The Hungarian leader discussed the issues facing Europe in a wide-ranging speech in Romania on Saturday

editor: REMIX NEWS
author: Thomas Brooke
Hungarian Prime Minister Viktor Orbán speaking at the Hungarian "Summer University" in Tusnádfürdő, Transylvania, on Saturday, July 22, 2023.

A “weak” European Union is hell-bent on its direction of travel toward federalism and is attempting to cancel governments intent on preserving nation-state democracy, Hungarian Prime Minister Viktor Orbán warned in a major speech on Saturday.

Offering his insights into the current state of European politics at the Bálványos Free Summer University in the Romanian city of Tusnádfürdő, the Hungarian leader criticized Brussels for its continuous assault on Hungarian democracy, citing the longstanding battle for the release of Covid-19 pandemic funding and other issues, including EU criticism of the Hungarian government’s media and judicial reforms.

“The EU is either an empire or nations We should not have any illusions: The federalists are trying to squeeze us out,” Orbán said.

He highlighted that while some governments were signing up to Brussels’ desire for “an ever closer union,” this was being roundly rejected by electorates in a number of member states, citing the conservative electoral victory in Italy under Giorgia Meloni, the likely victory of the conservative Popular Party in Spain’s election over the weekend, and the rise in popularity of the Eurosceptic Austrian Freedom Party.

“They openly wanted a change in government in Hungary,” Orbán said of eurocrats in Brussels, adding they want the same in Poland ahead of parliamentary elections later this year.

The Hungarian leader lamented the demise of the Visegrád alliance, stating that Czechia had fallen to the federalists and Slovakia was going the same way.

“The Czechs have essentially switched sides, and Slovakia is wobbly.
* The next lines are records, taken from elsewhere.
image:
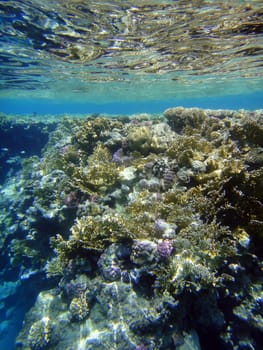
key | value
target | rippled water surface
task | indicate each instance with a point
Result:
(116, 50)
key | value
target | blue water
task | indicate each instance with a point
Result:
(42, 106)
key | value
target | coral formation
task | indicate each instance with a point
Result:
(149, 231)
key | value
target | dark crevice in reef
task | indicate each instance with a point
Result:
(19, 140)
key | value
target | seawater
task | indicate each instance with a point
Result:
(82, 58)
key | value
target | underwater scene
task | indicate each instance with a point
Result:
(131, 175)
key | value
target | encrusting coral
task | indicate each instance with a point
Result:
(169, 207)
Only the Poles and the Hungarians are holding out,” he added, sparking outrage among leading Czech government officials.

“The EU rejects Christian heritage, carries out a replacement of its population via migration, and conducts an LGBTQ offensive,” he added, claiming that the Hungarian government will continue to fight for conservative values across the continent of Europe in the face of progressive and liberal ideologies.

“We don’t want everyone to have the same faith, the same family life, but we insist that we have a common culture, and we will defend it at all costs.”
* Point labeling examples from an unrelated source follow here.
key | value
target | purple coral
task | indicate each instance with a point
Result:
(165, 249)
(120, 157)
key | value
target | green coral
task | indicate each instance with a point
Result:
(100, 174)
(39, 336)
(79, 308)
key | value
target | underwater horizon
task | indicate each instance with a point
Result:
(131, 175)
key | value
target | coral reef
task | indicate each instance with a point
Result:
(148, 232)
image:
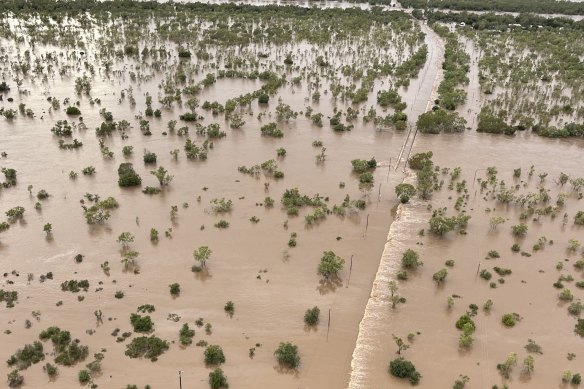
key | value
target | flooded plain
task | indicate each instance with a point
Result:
(270, 282)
In a broader assessment of the European political landscape, Orbán described the European Union as “rich but weak,” adding that it “sees a rebellious world around it.” He claimed that Brussels’ attempt to isolate Russia from the rest of the world through sanctions has backfired; instead, he said, it has resulted in Russia cozying up to European adversaries and strengthening their position while at the same time, Europe has become less competitive and experienced a devastating cost-of-living crisis with rising inflation.
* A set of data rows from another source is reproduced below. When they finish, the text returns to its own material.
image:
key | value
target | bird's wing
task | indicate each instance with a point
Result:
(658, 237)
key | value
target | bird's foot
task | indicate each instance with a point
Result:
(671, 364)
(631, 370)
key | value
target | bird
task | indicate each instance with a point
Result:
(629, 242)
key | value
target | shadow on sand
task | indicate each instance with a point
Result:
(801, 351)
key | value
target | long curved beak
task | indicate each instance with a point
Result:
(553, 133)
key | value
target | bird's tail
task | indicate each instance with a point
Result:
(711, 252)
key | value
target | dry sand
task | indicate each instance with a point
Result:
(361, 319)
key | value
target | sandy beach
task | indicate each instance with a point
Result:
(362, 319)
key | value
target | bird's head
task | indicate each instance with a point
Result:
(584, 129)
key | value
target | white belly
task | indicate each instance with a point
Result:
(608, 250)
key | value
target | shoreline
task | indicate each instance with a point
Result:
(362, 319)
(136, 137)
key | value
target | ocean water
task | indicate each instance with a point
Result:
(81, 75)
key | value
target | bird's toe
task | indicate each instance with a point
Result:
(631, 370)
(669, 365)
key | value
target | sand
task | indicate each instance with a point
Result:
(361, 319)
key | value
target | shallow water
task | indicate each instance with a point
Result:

The balance of power is shifting from West to East, and current trends, with regard to economic, technological, and military power, “are in favor of Asia,” he added.

Orbán, however, remained stoic and insisted that all is not lost. “We have no choice; we love Europe, we own it, but we have to fight.”

He referenced what his own government is attempting to do in turning around the Hungarian economy, which has been drastically hit by two “meteoric crises” in recent years, namely the coronavirus pandemic and the Ukraine war.

He explained that, despite these setbacks, his government has overseen a tripling of the Hungarian economy over the past 13 years and is “on track” to achieve a figure of HUF 160 trillion (€422 billion) for its gross national product by 2030.